Powierzchowność i wnętrze

   Grandinote CELIO odznacza się powierzchownością charakterystyczną dla swojej firmy, tzn. został owinięty prostopadłościenną blachą o zaokrąglonych narożach. Nic to innego jak znany od bardzo dawna schemat osłon urządzeń profesjonalnych, typu spawarki czy prostowniki. Dekiel od przodu, dekiel od tyłu, pomiędzy jamnik z blachy. CELIO, ma się rozumieć, fakturę ma na swej blasze lepszą, w postaci głębokiej czerni grubo kładzionego lakieru i starannego malunku frontu, gdzie w tradycyjnym dla jego witryn sprzętowych  białym obramowaniu widzimy symbol marki – stylizowaną dużą nutę – poniżej czerwoną lampkę aktywności, najniżej biały napis GRANDINOTE CELIO.

    Obudowę znaczą na wierzchu szczeliny wentylacyjne, ale jedynie za połową, bo urządzenie (w odróżnieniu do swojej marki wzmacniaczy) prawie się nie rozgrzewa; poza tym to tam z tyłu pracują tranzystory.

    Odnośnie spraw prądowych odnotujmy producencką uwagę, proszącą by uruchamiać CELIO nie później niż pół godziny przed planowanym odsłuchem, a najlepiej w ogóle go z prądu nie wyłączać, chyba że wybieramy się gdzieś na dłużej.  

    Czerwono podświetlany włącznik ulokowano z tyłu, tam także dwa rodzaje gniazd we/wy dla interkonektów i dwa zaciski uziemienia. Z tym, że obsługa poprzez łącza RCA jest jak najbardziej kompletna – do jednej pary wchodzimy kablem od ramienia, przez drugą wychodzimy do wzmacniacza. Natomiast gniazda XLR to połówkowy zestaw pojedynczych wejścia i wyjścia – aby się symetrycznie obsłużyć, potrzebowali będziemy dwóch Grandinote CELIO, po jednym dla kanału. Co nie jest czymś od rzeczy, w sytuacji gdy wzmacniacze tej marki są rzeczywiście, a nie tylko z nazwy, symetryczne. Ale czy takie podwojenie poprawia, tego nie mogłem sprawdzić przy pojedynczym egzemplarzu. Nie ma się jednak co dziwić samej tej symetryczności; aczkolwiek tak nieczęsto spotykanej, że nawet ogromny, dzielony Ayon Spheris Phono wejściowych gniazd symetrycznych nie ma.
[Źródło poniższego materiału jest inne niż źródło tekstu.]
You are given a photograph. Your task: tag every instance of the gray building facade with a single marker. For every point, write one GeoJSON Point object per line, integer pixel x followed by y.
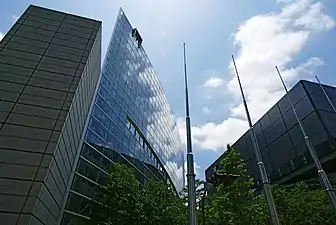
{"type": "Point", "coordinates": [49, 69]}
{"type": "Point", "coordinates": [281, 142]}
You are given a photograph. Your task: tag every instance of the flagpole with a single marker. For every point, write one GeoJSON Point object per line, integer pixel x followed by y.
{"type": "Point", "coordinates": [324, 180]}
{"type": "Point", "coordinates": [190, 158]}
{"type": "Point", "coordinates": [261, 166]}
{"type": "Point", "coordinates": [325, 94]}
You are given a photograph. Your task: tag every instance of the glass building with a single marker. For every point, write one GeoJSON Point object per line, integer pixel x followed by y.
{"type": "Point", "coordinates": [281, 142]}
{"type": "Point", "coordinates": [131, 122]}
{"type": "Point", "coordinates": [49, 69]}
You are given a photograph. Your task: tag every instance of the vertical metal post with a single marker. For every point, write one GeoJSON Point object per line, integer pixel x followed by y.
{"type": "Point", "coordinates": [190, 158]}
{"type": "Point", "coordinates": [322, 175]}
{"type": "Point", "coordinates": [264, 178]}
{"type": "Point", "coordinates": [203, 207]}
{"type": "Point", "coordinates": [326, 95]}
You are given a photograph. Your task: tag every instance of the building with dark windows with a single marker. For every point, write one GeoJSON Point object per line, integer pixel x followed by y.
{"type": "Point", "coordinates": [131, 123]}
{"type": "Point", "coordinates": [49, 69]}
{"type": "Point", "coordinates": [64, 122]}
{"type": "Point", "coordinates": [281, 142]}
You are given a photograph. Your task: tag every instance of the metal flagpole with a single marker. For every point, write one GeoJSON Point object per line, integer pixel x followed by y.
{"type": "Point", "coordinates": [325, 94]}
{"type": "Point", "coordinates": [265, 182]}
{"type": "Point", "coordinates": [190, 158]}
{"type": "Point", "coordinates": [322, 175]}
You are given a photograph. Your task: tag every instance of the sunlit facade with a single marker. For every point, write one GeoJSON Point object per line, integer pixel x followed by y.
{"type": "Point", "coordinates": [131, 122]}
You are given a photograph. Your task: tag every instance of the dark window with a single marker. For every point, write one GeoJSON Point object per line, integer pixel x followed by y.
{"type": "Point", "coordinates": [312, 124]}
{"type": "Point", "coordinates": [257, 128]}
{"type": "Point", "coordinates": [289, 119]}
{"type": "Point", "coordinates": [312, 88]}
{"type": "Point", "coordinates": [265, 122]}
{"type": "Point", "coordinates": [284, 105]}
{"type": "Point", "coordinates": [274, 113]}
{"type": "Point", "coordinates": [296, 135]}
{"type": "Point", "coordinates": [261, 141]}
{"type": "Point", "coordinates": [321, 102]}
{"type": "Point", "coordinates": [304, 108]}
{"type": "Point", "coordinates": [297, 93]}
{"type": "Point", "coordinates": [269, 135]}
{"type": "Point", "coordinates": [279, 127]}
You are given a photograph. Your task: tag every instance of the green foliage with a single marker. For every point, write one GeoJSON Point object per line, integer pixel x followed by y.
{"type": "Point", "coordinates": [235, 203]}
{"type": "Point", "coordinates": [299, 205]}
{"type": "Point", "coordinates": [117, 202]}
{"type": "Point", "coordinates": [122, 201]}
{"type": "Point", "coordinates": [227, 203]}
{"type": "Point", "coordinates": [161, 206]}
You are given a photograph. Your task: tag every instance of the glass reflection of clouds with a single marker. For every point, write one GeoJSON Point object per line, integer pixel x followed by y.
{"type": "Point", "coordinates": [130, 88]}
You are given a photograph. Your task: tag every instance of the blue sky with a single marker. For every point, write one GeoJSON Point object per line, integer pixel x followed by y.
{"type": "Point", "coordinates": [296, 35]}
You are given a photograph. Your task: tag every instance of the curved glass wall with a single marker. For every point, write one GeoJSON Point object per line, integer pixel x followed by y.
{"type": "Point", "coordinates": [131, 114]}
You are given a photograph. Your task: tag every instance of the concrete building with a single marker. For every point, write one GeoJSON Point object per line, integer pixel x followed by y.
{"type": "Point", "coordinates": [64, 122]}
{"type": "Point", "coordinates": [281, 142]}
{"type": "Point", "coordinates": [49, 67]}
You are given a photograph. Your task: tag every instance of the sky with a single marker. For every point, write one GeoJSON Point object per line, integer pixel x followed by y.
{"type": "Point", "coordinates": [295, 35]}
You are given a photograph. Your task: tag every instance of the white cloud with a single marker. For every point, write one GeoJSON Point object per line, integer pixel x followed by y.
{"type": "Point", "coordinates": [213, 82]}
{"type": "Point", "coordinates": [15, 18]}
{"type": "Point", "coordinates": [196, 169]}
{"type": "Point", "coordinates": [262, 42]}
{"type": "Point", "coordinates": [206, 110]}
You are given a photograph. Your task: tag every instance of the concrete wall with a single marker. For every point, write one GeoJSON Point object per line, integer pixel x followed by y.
{"type": "Point", "coordinates": [49, 67]}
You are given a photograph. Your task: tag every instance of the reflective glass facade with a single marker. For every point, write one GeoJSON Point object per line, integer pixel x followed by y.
{"type": "Point", "coordinates": [281, 142]}
{"type": "Point", "coordinates": [49, 69]}
{"type": "Point", "coordinates": [131, 123]}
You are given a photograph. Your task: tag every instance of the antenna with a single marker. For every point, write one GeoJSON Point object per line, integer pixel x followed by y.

Tym niemniej kable symetryczne dla gramofonowych ramion istnieją, choćby japoński JELCO TK-506 DIN-XLR-W.

    Sprawdzenie podwojenia w układzie symetrycznym nie mogło dojść do skutku, wypróbowałem natomiast, zgodnie z zaleceniem instrukcji, obydwa złącza uziemienia, z których jedno prowadzi do obudowy, drugie do elektroniki wewnętrznej. Należy sobie wybrać, które działa skuteczniej (tzn. lepiej tłumi przydźwięk); u mnie to było GND1. Prócz tego jest tam z tyłu trójbolcowy wtyk zasilania, a przede wszystkim dwa stronami okienka, z pięcioma każde suwaczkami dół-góra regulatorów ustawień, dzięki którym, posiłkując się nadrukami prezentującymi kombinacje ustawień, możemy dopasowyać się do impedancji wkładki szerokim wachlarzem wartości: 10/20/30/50/100/200/300/500/1000/47000 Ω, z których tylko ostatnia jest dla tych typu MM, a pozostałe dla MC. Taka ilość nie jest wcale na wyrost, warto się dopasować dokładnie, mimo iż producenci wkładek nieraz traktują temat swobodnie, dopuszczają duże rozrzuty. W przypadku używanej w teście ZYX Ultimate było to na papierze luźno rzucone „powyżej 100 Ω”, ale jedynie równe sto tak naprawdę pasowało, przy innych ustawieniach pojawiały się deformacje. Pojawiały się z dużą szkodą, jako że sam przedwzmacniacz jest wybitny, i to pod wieloma względami.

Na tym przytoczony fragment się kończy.